The player will show in this paragraph
Hey there, it’s Shelly with the Authentic Man Program.
I’m going to answer a post by James, and it’s called “Holding Myself and Others to a High Standard”. And James is talking about how he has a really high standard in terms of his integrity, his honesty, his ‘on-time-ness’; and what he says is that actually he’s losing some relationships in his life because he has this standard and he has these requirements and not everybody is meeting those.
I totally get it, James, and I think on the one hand its really wonderful to hold high standards, but what I would offer to you is just to take a little bit of a closer look at, “What’s your experience like when these people don’t show up on time, don’t keep their word?” What happens for you? How do you feel? Do you feel frustrated, angry, upset; and then what is the underlying need?

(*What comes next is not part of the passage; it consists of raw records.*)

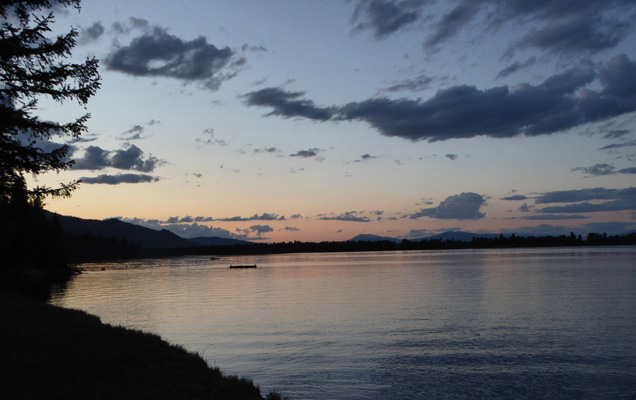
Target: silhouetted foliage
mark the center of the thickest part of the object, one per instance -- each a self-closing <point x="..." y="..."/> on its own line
<point x="33" y="67"/>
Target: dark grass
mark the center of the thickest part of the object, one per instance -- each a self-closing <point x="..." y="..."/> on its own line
<point x="49" y="352"/>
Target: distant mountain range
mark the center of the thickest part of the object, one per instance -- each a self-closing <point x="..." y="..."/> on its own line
<point x="148" y="238"/>
<point x="152" y="239"/>
<point x="450" y="235"/>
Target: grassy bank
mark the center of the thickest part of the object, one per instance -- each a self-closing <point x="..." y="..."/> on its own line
<point x="50" y="352"/>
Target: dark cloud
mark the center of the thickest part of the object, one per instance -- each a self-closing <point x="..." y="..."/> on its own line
<point x="385" y="17"/>
<point x="119" y="178"/>
<point x="616" y="134"/>
<point x="556" y="26"/>
<point x="516" y="66"/>
<point x="604" y="169"/>
<point x="452" y="23"/>
<point x="561" y="102"/>
<point x="578" y="33"/>
<point x="417" y="233"/>
<point x="574" y="196"/>
<point x="551" y="217"/>
<point x="417" y="84"/>
<point x="267" y="150"/>
<point x="604" y="200"/>
<point x="263" y="217"/>
<point x="631" y="143"/>
<point x="515" y="197"/>
<point x="306" y="153"/>
<point x="94" y="158"/>
<point x="597" y="169"/>
<point x="137" y="131"/>
<point x="349" y="216"/>
<point x="91" y="34"/>
<point x="156" y="53"/>
<point x="288" y="104"/>
<point x="460" y="206"/>
<point x="130" y="158"/>
<point x="260" y="229"/>
<point x="209" y="139"/>
<point x="185" y="230"/>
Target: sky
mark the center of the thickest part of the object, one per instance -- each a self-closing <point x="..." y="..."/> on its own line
<point x="312" y="120"/>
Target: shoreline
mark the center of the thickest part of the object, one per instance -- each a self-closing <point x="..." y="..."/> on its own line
<point x="59" y="353"/>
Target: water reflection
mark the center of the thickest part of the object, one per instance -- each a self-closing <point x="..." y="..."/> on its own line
<point x="523" y="324"/>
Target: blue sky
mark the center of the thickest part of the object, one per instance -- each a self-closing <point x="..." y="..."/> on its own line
<point x="321" y="120"/>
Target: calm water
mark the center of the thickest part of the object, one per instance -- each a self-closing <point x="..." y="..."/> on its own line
<point x="477" y="324"/>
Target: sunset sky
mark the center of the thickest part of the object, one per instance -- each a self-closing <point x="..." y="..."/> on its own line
<point x="320" y="120"/>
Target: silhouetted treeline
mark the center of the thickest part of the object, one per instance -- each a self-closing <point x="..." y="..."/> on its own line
<point x="27" y="238"/>
<point x="513" y="241"/>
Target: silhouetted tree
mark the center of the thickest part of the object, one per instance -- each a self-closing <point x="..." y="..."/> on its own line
<point x="35" y="67"/>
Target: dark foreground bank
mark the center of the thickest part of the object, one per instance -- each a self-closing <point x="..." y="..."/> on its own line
<point x="55" y="353"/>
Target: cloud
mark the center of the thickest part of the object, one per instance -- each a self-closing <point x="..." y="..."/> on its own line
<point x="209" y="139"/>
<point x="263" y="217"/>
<point x="156" y="53"/>
<point x="118" y="179"/>
<point x="460" y="206"/>
<point x="94" y="158"/>
<point x="91" y="34"/>
<point x="573" y="196"/>
<point x="618" y="133"/>
<point x="267" y="150"/>
<point x="136" y="132"/>
<point x="516" y="66"/>
<point x="417" y="84"/>
<point x="306" y="153"/>
<point x="287" y="104"/>
<point x="577" y="33"/>
<point x="631" y="143"/>
<point x="187" y="231"/>
<point x="385" y="17"/>
<point x="451" y="23"/>
<point x="556" y="26"/>
<point x="260" y="229"/>
<point x="417" y="233"/>
<point x="515" y="197"/>
<point x="597" y="169"/>
<point x="130" y="158"/>
<point x="604" y="169"/>
<point x="604" y="200"/>
<point x="561" y="102"/>
<point x="349" y="216"/>
<point x="551" y="217"/>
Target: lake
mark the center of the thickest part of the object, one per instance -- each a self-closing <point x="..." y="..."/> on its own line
<point x="556" y="323"/>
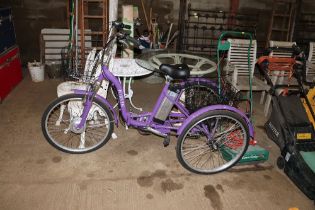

Perhaps it’s a need for respect, maybe it’s a need for honesty and integrity. And I totally get that, but I’m wondering is it really worth it to completely lose all these people in your life with this high standard, or could you keep some of them around as peripheral friends and have that be ok– that maybe this one friend you have isn’t always on time, but you can forgive that because you understand and have compassion for what’s going on for him.
So just take a look. Are you pushing them away because you’re uncomfortable with your own feelings and your own experience of what happens when they’re late, or is really that you just have this standard and you don’t want anyone in your life who doesn’t hold this same standard?
So take a look at that, and let us know what you find out!
Thanks so much for asking!
Bye James!
From Bryan: This is a new experiment we’re trying, to have the women from our “Ask The Women of AMP” area of our members-only online forum create video responses to members’ posts. We’re posting them to the blog here for everyone’s education and enjoyment.
Leave a comment and tell us your thoughts!
For information about coaching with Shelly email: shelly@authenticsf.com.
Standards vs Needs/Desires I have…Love it Shelly.
When I start relating to my ‘standards’ more vulnerably, owning up to the needs I have, I’m often less rigid about them and definitely less self-righteous about someone not meeting them.
They’re no longer the ‘right way’.
Then, if I ask for those standards to be met, in a down-to-earth, genuine tone, and they agree to them…we’re playing a whole new game.
Instead of ending the relationship when they break the agreement, I’m now excited cause I can bring it up with a grin on my face (knowing that they will do one of two things).
#1 acknowledge they broke an agreement and make it up to me (I’ve received amends from women that were so…creative…that I looked forward to them breaking more agreements!)
#2 not honoring the agreement, at which point I can choose to move on with no doubts in my mind whatsoever and no need to ask about it on the blog 🙂
Thanks for taking the time to do that Shelly.
Love it!
Isn’t it a high standard to have real compassion for all the “bad” things that happen around yourself and transcend the emotions that they bring up to free yourself?